I found an Airbnb north of the city and I pressed the owner if my son could see it and I put them in touch. It’s 100 blocks or so from his work but is sunny and clean, and his 6”2’+ frame would have a double bed (vs the bunk bed, single beds and futons in living room scenarios I’d previously seen). The woman host I texted was nice and had a sweet friendly cat living there, too. Seemed like a no brainer to me but, like a game show with contestants debating if they should take the money or spin again, Ben wanted to spin ago. We could find something cheaper in Astoria. Mom, you just don’t know, I do. Let me handle it. Still not willing to let go, I searched Airbnbs in Astoria. Not the deal I was expecting and always a catch: wrong dates, zero privacy, or one place said they’d fine you if you had a guest visit at all, like even an hour visit in the living room. Another mentioned a camera in the living room where you’d be sleeping, though the lens wasn’t exactly focused on your bed, its peripheral vision was. The north Harlem spot with the cat never looked so good, so we took it.

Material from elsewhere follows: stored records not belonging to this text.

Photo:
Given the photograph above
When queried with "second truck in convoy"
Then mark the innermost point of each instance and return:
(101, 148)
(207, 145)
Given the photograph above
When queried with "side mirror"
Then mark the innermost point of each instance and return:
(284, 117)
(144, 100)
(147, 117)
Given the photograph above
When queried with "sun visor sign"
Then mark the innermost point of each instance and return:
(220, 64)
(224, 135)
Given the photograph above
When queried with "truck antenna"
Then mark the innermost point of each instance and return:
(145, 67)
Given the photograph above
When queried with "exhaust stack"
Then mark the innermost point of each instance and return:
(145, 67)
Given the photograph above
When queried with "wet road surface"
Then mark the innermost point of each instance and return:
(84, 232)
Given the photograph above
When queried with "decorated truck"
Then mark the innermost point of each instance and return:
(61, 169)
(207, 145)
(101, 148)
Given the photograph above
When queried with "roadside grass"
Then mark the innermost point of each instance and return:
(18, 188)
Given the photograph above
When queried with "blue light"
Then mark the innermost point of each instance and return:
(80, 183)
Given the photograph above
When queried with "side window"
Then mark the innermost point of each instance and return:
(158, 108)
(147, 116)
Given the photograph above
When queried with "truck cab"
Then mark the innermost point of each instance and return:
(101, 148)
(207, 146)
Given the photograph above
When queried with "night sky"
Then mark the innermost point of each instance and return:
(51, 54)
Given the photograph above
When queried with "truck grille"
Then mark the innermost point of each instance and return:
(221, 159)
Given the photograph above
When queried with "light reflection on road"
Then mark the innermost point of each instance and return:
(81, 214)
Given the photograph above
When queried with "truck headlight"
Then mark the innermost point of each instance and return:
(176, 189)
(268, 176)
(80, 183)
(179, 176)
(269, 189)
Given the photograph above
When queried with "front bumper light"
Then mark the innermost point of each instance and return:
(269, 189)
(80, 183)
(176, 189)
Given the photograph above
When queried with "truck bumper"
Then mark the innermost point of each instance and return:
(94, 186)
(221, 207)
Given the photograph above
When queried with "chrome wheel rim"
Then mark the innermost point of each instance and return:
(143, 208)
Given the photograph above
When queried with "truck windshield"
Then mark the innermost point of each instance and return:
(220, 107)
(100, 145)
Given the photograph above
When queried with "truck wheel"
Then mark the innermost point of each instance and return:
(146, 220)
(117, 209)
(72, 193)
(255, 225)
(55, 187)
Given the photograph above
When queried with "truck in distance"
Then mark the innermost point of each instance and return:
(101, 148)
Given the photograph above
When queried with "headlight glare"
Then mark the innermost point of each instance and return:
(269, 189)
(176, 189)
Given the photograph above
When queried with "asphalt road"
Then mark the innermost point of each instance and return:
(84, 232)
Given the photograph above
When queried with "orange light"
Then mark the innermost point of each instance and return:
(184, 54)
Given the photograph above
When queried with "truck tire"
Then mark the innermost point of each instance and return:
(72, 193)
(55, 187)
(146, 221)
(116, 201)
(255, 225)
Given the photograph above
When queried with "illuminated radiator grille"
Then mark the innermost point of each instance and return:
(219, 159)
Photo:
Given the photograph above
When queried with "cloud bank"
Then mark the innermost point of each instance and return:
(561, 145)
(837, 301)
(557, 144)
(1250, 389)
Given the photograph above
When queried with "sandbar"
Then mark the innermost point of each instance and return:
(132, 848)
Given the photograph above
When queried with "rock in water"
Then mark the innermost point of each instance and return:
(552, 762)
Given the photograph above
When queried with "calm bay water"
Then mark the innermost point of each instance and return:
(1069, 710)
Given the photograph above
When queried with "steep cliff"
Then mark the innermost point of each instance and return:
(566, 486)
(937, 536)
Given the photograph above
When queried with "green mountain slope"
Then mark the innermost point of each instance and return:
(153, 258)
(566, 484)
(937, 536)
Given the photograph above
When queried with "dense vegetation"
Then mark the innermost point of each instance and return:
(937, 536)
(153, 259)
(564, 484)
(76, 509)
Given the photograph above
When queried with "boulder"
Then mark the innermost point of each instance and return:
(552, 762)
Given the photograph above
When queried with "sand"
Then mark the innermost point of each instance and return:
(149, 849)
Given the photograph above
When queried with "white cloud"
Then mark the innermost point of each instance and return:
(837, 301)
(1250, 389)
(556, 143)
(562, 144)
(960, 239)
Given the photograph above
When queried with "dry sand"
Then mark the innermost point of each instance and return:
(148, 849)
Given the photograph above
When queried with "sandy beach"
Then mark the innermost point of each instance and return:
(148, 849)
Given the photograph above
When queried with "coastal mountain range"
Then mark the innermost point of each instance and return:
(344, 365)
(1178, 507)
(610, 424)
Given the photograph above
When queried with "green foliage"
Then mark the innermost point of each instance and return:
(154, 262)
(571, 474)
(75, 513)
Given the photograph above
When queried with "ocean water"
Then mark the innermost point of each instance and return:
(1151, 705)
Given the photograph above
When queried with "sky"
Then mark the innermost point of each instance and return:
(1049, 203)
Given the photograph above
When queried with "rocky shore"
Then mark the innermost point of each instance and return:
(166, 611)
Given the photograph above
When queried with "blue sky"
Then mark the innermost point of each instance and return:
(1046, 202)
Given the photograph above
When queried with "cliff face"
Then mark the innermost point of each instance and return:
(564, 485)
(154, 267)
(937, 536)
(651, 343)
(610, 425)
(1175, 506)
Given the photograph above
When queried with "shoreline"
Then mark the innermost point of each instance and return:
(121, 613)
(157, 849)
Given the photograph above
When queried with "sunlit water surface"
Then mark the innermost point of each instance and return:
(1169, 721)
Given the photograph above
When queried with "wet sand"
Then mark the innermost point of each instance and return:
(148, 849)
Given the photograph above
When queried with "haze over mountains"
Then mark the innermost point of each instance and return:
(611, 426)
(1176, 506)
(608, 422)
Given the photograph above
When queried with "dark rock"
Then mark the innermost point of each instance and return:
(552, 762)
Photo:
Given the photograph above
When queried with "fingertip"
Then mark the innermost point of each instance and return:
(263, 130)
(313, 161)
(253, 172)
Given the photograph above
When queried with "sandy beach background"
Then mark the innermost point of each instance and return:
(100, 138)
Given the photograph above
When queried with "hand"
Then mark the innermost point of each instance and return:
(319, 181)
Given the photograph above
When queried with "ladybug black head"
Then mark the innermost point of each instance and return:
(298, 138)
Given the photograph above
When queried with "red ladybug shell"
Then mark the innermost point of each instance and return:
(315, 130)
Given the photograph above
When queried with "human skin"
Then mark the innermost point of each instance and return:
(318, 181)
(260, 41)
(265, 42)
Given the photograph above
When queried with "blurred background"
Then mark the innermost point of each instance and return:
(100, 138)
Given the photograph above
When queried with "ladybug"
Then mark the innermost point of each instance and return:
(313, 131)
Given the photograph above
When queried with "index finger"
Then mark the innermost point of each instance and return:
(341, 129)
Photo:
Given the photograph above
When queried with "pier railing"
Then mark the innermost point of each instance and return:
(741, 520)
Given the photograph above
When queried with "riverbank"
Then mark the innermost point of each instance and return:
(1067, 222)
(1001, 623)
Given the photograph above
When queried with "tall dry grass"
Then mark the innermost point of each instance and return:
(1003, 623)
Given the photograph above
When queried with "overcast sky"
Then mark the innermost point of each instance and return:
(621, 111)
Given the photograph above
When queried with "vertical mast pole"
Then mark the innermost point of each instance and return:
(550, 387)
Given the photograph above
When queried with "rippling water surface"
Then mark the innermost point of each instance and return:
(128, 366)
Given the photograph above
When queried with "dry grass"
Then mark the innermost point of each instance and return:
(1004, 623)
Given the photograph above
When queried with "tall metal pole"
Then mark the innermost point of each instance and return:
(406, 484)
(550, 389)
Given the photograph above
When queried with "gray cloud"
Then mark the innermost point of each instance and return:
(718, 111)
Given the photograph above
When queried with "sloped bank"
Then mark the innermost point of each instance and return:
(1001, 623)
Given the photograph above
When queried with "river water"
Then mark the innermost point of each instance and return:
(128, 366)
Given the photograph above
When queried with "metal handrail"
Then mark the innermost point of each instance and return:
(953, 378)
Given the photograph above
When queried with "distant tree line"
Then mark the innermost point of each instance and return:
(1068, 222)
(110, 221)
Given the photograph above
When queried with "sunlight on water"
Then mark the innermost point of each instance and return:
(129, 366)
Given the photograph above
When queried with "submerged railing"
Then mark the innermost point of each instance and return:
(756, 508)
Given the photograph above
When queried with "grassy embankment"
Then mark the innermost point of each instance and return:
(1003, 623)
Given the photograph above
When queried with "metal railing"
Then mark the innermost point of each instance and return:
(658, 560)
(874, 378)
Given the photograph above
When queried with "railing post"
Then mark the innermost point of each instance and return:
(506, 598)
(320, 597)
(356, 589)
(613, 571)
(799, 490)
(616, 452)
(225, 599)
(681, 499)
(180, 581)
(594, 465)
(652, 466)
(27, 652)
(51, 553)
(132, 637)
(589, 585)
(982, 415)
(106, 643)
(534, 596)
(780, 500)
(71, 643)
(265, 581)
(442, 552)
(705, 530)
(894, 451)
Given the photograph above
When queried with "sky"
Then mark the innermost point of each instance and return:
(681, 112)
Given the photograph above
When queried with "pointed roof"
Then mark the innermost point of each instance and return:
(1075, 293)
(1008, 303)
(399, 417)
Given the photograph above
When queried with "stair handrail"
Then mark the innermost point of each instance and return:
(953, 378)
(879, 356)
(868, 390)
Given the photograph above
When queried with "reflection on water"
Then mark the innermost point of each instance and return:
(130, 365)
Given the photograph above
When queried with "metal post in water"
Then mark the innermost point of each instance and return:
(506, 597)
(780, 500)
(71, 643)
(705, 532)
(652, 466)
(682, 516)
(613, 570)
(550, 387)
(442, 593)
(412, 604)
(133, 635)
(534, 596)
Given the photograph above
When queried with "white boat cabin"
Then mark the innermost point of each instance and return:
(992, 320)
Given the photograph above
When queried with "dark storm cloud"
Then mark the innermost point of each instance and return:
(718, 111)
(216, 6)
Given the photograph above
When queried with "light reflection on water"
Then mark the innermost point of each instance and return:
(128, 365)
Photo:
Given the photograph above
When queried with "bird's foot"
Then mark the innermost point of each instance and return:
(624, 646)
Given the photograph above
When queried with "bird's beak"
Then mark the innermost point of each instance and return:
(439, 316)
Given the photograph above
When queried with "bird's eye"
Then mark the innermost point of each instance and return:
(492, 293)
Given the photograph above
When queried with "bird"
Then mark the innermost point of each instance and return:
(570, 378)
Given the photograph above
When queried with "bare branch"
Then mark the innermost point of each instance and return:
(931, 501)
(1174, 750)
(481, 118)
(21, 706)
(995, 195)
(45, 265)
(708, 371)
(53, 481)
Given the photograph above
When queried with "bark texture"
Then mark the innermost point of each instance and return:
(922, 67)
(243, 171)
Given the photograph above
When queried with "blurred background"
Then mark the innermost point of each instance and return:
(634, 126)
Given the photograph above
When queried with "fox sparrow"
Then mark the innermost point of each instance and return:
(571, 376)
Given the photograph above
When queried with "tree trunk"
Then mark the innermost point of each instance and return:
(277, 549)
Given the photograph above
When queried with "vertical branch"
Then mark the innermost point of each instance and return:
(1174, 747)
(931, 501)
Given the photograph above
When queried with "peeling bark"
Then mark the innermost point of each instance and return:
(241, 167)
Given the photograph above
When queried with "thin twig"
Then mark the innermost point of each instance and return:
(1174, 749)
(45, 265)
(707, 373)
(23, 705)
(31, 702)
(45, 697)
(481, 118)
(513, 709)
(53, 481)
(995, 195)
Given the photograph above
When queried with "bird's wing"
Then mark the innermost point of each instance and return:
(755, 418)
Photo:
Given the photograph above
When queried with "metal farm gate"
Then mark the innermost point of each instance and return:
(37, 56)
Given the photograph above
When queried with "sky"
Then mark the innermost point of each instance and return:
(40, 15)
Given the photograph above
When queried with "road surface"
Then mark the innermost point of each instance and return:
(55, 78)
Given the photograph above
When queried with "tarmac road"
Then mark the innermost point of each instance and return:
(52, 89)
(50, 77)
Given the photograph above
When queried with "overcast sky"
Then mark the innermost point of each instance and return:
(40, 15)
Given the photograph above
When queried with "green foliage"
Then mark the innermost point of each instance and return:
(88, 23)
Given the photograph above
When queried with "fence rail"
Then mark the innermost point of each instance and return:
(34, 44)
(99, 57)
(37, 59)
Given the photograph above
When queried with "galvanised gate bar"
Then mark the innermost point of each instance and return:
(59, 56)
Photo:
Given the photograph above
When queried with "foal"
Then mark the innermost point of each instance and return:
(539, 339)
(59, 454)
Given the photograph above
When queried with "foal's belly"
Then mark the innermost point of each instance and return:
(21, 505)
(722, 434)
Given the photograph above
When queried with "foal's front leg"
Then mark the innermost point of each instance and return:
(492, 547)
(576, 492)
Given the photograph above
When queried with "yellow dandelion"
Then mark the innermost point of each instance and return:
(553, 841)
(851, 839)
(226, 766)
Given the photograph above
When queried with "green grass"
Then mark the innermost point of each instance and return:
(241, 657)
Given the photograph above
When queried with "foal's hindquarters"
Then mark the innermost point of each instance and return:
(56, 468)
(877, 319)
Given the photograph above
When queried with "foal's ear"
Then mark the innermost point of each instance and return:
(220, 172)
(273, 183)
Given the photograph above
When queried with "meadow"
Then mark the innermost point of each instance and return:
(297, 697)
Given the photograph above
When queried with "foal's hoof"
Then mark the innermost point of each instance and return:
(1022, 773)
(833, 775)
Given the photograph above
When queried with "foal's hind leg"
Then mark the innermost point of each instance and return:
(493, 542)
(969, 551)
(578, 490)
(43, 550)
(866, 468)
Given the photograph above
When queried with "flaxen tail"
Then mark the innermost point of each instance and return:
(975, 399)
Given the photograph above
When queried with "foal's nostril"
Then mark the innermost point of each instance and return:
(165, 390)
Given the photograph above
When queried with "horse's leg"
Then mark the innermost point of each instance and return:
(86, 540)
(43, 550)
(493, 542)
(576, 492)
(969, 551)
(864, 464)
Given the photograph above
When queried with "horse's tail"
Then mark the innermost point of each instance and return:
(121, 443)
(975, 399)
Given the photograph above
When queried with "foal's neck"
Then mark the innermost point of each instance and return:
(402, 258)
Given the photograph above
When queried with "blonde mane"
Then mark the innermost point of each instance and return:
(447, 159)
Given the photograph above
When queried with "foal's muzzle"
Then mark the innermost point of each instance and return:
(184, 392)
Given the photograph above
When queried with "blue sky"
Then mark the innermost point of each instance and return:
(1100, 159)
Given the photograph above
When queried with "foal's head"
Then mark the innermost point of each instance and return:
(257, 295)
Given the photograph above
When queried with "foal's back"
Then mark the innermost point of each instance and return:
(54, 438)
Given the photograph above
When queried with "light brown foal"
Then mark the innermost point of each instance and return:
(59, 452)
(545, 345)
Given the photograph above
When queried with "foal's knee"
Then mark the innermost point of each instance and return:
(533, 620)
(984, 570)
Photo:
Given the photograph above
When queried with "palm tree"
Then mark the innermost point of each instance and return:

The next day we were texting, and I learned his job on Madison that paid well and he liked and cycled to was no more. They said they didn’t realize he’d be away from New York in  July (which he told them about up front) and couldn’t afford to keep him, so that was it.

A friend in the city has an industrial sewing machine so he can continue making garments and building his portfolio, and he hopes to get accepted to the menswear program his junior year. He has an eye for design and a nose for business. He’s continuing with his online clothing resale business, and his Airbnb host has a photo shoot she wants help with, so work is coming.

Last Wednesday was moving day. Three Uber rides full of stuff and a final backpack-on-his-back bike ride to his new place, and he’s all done. But not without a crazy story. He sent me this text that evening after I asked him if he was all moved in:

Went w my backpack and bike from queens to 7th and 53rd on the e. Then I hopped off to transfer on the D uptown but every train that came through for like 20 min was full. Then I left station to try and bike and basically got lost and poured on in Central Park then I made my way to the 1 train. Where this crackhead person bumps into my bike and starts talking and goes on and on and finally I tell him to shut up and then he follows me on the train and continues to just talk talk talk and I’m ignoring him and then other ppl get involved.. it was a crowded  train but everyone was basically telling him to shut up and then I finally got off at 137th st and he’s still on the train lol and then I walk back and continue to get poured on meanwhile my laptop and speaker and other electronic stuff is in my backpack but I tried everything and it all works thankfully.

I couldn’t imagine myself at 19 navigating that city, but he’s doing it, and doing it with aplomb. Now with a roof over his head and a cat (hopefully) perched on his bed, the boy it turns out is going to be just fine. They both are. On to summer!